Sin embargo, salieron de la cita
con la satisfacción de una historia completada. Todas las historias necesitan
un cierre, las que nos tocan de lleno y las que apenas nos rozan. Hay un
desasosiego, un estar en falta, que no nos deja descansar hasta saber. Y la
trayectoria de su tío estaba hecha de escenas entrevistas a través de una
mirilla, piezas incompletas de un puzzle que se juntaron por fin en ese parking
y en esa cafetería donde fueron después, lejos de las lágrimas con sordina. La
mujer de su tío no tenía cuernos ni rabo, a pesar de los relatos demonizados
que ella había escuchado desde niña. Había que culpar a alguien de un gran
fracaso y culparla a ella salvaba el apellido. Romper la leyenda familiar es un
viaje que todo el mundo debería hacer alguna vez. Limpia, desatasca, oxigena.

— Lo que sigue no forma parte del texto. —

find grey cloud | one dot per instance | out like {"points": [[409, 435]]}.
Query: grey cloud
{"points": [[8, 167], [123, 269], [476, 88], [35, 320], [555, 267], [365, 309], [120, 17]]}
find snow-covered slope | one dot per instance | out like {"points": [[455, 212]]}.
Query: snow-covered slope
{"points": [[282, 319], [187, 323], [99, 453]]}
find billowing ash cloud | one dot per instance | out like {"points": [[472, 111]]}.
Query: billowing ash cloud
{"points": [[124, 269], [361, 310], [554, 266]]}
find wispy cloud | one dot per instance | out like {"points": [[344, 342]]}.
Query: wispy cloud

Hay que desafiar la lealtad a los secretos y los mitos. Su prima, que tan sólo
era una mujer llena de costuras, no había querido rendirse a lo que le
contaron. Y su tío, se fueron enterando, no era tampoco bueno ni malo, sino un
hombre malogrado incapaz para el valor, la palabra, el diálogo, el perdón. Eso
era lo que necesitaba su hija ahora y eso fue lo que le infundió valor para
encontrarlas. Ellas eran la palabra, una historia que nacía por una que moría.

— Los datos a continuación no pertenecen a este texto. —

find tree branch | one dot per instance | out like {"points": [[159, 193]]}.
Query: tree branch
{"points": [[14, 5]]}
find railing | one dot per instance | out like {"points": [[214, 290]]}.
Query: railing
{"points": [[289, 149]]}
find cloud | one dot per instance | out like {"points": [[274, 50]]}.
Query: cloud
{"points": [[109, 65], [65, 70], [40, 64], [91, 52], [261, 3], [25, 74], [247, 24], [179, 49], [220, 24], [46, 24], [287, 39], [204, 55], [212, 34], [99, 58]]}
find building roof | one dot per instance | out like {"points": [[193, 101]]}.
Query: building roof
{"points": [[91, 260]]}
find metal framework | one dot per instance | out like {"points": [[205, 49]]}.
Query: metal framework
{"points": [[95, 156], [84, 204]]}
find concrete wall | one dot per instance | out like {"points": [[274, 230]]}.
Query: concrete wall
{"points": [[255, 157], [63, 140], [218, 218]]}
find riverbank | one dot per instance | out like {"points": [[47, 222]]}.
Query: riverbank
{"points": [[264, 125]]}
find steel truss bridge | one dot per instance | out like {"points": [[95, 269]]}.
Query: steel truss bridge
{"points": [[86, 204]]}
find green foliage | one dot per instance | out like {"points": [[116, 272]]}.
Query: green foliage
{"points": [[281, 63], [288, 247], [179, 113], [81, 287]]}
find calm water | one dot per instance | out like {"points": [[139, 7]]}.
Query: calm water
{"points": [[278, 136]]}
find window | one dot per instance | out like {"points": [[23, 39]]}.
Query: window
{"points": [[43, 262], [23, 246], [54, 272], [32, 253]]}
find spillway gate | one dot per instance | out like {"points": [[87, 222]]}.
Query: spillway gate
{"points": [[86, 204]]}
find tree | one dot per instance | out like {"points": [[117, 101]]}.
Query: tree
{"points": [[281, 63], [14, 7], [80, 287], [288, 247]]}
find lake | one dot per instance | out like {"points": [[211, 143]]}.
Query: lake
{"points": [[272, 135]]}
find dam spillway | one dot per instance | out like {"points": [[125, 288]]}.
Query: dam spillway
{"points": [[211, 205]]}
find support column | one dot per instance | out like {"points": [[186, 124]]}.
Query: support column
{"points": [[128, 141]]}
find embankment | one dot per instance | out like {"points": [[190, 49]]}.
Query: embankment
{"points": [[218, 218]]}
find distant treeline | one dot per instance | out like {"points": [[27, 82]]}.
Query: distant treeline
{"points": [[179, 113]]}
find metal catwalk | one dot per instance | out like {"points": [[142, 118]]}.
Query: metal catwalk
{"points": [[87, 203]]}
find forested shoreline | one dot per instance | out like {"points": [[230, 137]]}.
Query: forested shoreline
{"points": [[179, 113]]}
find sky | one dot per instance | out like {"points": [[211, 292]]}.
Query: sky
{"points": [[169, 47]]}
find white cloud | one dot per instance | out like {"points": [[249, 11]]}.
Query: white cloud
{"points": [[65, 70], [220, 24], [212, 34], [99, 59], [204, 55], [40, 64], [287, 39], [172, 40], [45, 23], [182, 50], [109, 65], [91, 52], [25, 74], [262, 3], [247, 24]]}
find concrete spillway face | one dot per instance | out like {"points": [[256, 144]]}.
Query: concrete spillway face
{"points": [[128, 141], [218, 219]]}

Un vacío que se llenaba por capas.
Cuando volvieron al apartamento
de su madre ella buscó el cuadro del molino y se clavó delante un buen rato
como si jugara a las siete diferencias: tres planos de profundidad y un cielo
claro de nubes infantiles, fachada, escalinata, molino y, en los escalones, la
figura pequeña de una mujer que, bien mirado, no estaba subiendo sino
descansando o a la espera, sus pies dos motas juntas sobre el escalón. El
cuadro que llevaba en el maletero tenía dos figuras, en éste solo había una y
estaba quieta. ¿Por qué la borraría su abuelo en el segundo cuadro? ¿La
añadiría quizá a la primera versión? La mujer aquí estaba sola y se había
detenido, ¿qué pensaba? Sólo se veía su espalda y tenían que imaginar su
expresión, ponerle cara como ella había hecho en el funeral con su tío. La
mujer quieta vestida de azul recapacitaba y medía el vacío que había a su lado,
un vacío que su abuelo aprovechó para trazar su sombra sobre los escalones, con
una pincelada marrón precisa y breve.